03 Aug Who likes mangoes?
I am talking about mangoes so fresh the juice runs down your forearms to your elbows and everything is sticky.
Afternoon rainstorms, clear water, warm weather, are a few of my favorite things about summer in beautiful Southwest Florida. But at the top of the list is Mangoes. Yes Mangoes! Who remembers there first mango? Was it on a trip to Hawaii, Jamaica, spring break in Mexico, your aunt Lucille’s house in Florida? Nothing says summer more than a ripe mango. With summer in full swing let’s learn a little about the favorite fruit of many worldwide
We have the Portuguese sailors to thank for bringing the mango to this part of the world. To be more precise they brought it to Brazil in the 1600s but that was a good start to is journey to Florida. Next on its journey the mango made it to Barbados then by 1782 the Mango arrived in Jamaica. Fifty-one years later the first mango was introduced to Florida along the Southwestern coast on Cape Sable, a wild place then and still wild today. (Cape Sable is 99 miles south of the Sanibel Lighthouse by water and is in the Everglades National Park) Dr. Henry Perrine planted the first Mangoes on Cape Sable. According to the accounts after he passed away the beautiful fruit was not kept up and perished. By the late 1800s a grafted Mango was brought to Florida by Dr. David Fairchild and was the beginning of many different mango species and commercial mangoes that are produced all over the tropical world.
Worldwide there are over 600 different kinds of mangoes. Locally here in Southwest Florida you can find at least 100 varieties on Pine Island.
Pine island has been growing varieties of Mangoes for over a hundred years. The mango varieties have different names and each mango has a story to tell. These are some of my favorites, Angie, Edwards, Alphonso, Kent, Haydon and Glenn.

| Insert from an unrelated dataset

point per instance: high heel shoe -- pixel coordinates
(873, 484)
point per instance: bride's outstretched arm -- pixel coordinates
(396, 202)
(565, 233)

I recommend traveling over to Pine island as soon as you finish reading this article. Your taste buds will thank you. Many of the growers of these tantalizing fruits are on the north end of Pine island, as you travel north on the island you will encounter fruit stands and handwritten signs that say Mangoes. If you are feeling a little more adventurous you can travel the side roads on the island and find people selling mangoes in there front yard, a lot of times you will see an honor box to leave money in to pay for your mangoes.
It is well worth the ride over to Pine island to relish what people have been enjoying, hoarding, protecting, growing, and fascinated with for over a hundred years. So, enjoy your fruit quest and don’t forget to bring plenty of towels to clean your elbows and remember its never to late to thank a Portuguese sailor.